Visual Imitation Enables Contextual Humanoid Control
Arthur Allshire, Hongsuk Choi, Junyi Zhang, David McAllister, Anthony Zhang, Chung Min Kim, Trevor Darrell, Pieter Abbeel, Jitendra Malik, Angjoo Kanazawa
TL;DR
VideoMimic introduces a real-to-sim-to-real pipeline that converts monocular videos into environment-conditioned humanoid control policies. It jointly reconstructs metric 4D human motion and surrounding geometry, retargets motions to a humanoid, and trains a unified policy that uses a local height-map and root-direction to execute context-aware skills such as stair climbing and chair sitting. The resulting policy transfers to a real Unitree G1, demonstrating robust, context-aware behaviors in unseen environments without explicit task labels. The work also analyzes limitations of monocular reconstruction, retargeting, and simulation fidelity, and outlines directions for richer perception and multi-modal extensions.
Abstract
How can we teach humanoids to climb staircases and sit on chairs using the surrounding environment context? Arguably, the simplest way is to just show them-casually capture a human motion video and feed it to humanoids. We introduce VIDEOMIMIC, a real-to-sim-to-real pipeline that mines everyday videos, jointly reconstructs the humans and the environment, and produces whole-body control policies for humanoid robots that perform the corresponding skills.
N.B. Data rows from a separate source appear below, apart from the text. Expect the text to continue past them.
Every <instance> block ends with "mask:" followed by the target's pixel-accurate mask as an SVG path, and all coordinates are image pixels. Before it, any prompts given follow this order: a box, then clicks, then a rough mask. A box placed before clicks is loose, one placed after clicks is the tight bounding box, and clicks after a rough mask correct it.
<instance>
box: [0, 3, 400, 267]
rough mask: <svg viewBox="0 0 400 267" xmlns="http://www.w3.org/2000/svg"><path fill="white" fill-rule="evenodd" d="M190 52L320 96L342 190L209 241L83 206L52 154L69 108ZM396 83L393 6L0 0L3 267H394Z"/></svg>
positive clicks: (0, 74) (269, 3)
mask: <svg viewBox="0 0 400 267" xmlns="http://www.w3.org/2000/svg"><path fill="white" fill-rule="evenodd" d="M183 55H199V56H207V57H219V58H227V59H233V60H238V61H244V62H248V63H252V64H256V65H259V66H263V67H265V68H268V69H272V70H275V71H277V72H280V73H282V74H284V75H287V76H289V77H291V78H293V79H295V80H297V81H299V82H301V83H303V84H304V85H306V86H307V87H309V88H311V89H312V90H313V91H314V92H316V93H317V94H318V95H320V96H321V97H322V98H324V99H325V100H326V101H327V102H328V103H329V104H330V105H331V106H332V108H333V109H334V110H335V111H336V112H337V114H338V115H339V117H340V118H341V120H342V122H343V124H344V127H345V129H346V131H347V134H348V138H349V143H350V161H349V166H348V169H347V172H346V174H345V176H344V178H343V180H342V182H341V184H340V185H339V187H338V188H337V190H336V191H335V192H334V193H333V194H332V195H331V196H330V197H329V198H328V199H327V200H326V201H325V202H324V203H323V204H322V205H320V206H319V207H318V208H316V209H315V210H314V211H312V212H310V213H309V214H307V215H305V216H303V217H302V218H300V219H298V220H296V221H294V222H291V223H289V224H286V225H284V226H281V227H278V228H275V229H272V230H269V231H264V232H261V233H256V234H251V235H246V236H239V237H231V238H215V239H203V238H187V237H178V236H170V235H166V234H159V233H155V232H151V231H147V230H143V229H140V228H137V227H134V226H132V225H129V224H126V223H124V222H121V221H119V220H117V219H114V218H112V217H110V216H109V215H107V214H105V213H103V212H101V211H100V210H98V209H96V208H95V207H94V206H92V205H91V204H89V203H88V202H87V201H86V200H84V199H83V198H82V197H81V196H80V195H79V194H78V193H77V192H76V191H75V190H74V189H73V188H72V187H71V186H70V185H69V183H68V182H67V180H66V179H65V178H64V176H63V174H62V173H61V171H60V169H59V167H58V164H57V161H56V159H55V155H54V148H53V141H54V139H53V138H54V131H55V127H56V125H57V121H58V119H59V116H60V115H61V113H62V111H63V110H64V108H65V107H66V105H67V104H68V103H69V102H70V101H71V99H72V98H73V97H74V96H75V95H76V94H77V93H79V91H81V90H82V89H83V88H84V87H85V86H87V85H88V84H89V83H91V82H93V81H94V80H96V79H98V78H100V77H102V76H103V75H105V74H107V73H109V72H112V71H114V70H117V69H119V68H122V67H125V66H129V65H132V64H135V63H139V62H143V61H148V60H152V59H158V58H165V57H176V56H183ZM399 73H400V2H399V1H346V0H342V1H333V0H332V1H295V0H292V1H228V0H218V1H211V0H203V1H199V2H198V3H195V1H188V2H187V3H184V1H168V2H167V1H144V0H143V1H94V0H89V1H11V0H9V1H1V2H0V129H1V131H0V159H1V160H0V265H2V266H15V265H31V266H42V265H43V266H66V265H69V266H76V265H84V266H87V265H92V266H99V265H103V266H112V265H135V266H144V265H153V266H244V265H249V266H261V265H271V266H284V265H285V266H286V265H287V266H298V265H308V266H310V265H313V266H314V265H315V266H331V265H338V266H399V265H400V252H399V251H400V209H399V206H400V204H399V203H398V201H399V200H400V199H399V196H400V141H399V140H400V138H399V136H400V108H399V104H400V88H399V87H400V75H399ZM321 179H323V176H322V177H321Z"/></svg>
We demonstrate the results of our pipeline on real humanoid robots, showing robust, repeatable contextual control such as staircase ascents and descents, sitting and standing from chairs and benches, as well as other dynamic whole-body skills-all from a single policy, conditioned on the environment and global root commands. VIDEOMIMIC offers a scalable path towards teaching humanoids to operate in diverse real-world environments.